Traffic levels in London are the same today as they were five years ago when the city’s controversial congestion-charge (c-charge) was first introduced. This has prompted officials to admit that the scheme is a failure as it has not significantly reduced traffic levels or journey times as promised. According to the sixth annual Transport for London (TFL) monitoring report released yesterday, the level of congestion during 2007 was effectively identical to the representative value for conditions before the scheme was introduced in 2002.

Figures show that in the first four months of this year, and in all of 2007, the primary congestion measurement - the mean excess travel rate - was 2.3 minutes per kilometer. This figure is identical to the rate measured in 2002, before charging began.

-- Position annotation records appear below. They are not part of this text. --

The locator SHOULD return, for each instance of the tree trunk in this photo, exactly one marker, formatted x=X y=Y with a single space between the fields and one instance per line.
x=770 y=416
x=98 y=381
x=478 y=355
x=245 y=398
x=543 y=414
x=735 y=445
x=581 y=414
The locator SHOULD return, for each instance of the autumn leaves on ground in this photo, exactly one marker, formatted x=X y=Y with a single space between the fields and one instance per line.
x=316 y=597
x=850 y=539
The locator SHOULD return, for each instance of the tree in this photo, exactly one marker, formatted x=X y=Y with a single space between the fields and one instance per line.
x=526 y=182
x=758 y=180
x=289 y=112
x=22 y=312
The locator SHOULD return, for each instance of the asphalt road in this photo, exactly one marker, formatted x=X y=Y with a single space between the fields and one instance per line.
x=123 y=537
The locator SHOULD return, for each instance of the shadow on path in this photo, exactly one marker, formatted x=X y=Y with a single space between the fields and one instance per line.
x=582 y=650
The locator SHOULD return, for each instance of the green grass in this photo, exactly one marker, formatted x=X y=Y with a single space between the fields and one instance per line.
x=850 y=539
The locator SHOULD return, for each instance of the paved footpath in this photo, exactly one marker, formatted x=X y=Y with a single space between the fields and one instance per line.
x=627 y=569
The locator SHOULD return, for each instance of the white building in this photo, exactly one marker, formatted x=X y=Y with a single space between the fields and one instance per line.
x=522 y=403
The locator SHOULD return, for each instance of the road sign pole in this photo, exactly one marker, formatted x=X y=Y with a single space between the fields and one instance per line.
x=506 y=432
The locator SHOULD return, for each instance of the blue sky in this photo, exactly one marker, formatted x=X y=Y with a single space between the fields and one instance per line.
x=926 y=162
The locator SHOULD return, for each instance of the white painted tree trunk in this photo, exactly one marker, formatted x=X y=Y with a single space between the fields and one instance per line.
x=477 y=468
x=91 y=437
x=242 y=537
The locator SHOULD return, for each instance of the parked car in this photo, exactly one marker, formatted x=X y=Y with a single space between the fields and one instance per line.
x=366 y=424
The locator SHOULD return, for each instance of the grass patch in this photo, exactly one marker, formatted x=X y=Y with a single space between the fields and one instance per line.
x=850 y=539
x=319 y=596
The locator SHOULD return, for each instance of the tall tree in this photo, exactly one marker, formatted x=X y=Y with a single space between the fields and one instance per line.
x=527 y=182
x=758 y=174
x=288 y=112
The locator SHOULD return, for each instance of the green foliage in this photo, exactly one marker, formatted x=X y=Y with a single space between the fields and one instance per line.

Blame is being placed on the increased level of roadworks and measures to give priority to pedestrians, buses and cyclists, Reuters reports. However, the report doesn’t praise the fact that despite London’s population increasing in the past five years traffic levels have remained the same.

London residents and business owners, who have contributed more than £268 million (approximately $536 million) in charges last year alone, have showed their distaste for the scheme, voting out one of the key backers of the scheme, former mayor Ken Livingstone, in the most recent mayoral elections. Livingstone was not only trying to increase the charge but was also planning to extend it to more areas.

London’s new mayor, Boris Johnson, said in a statement that he has always thought that the c-charge is a "blunt instrument" and is currently planning a new scheme that gives greater consideration to how all transport measures impact on the movement of traffic on our roads.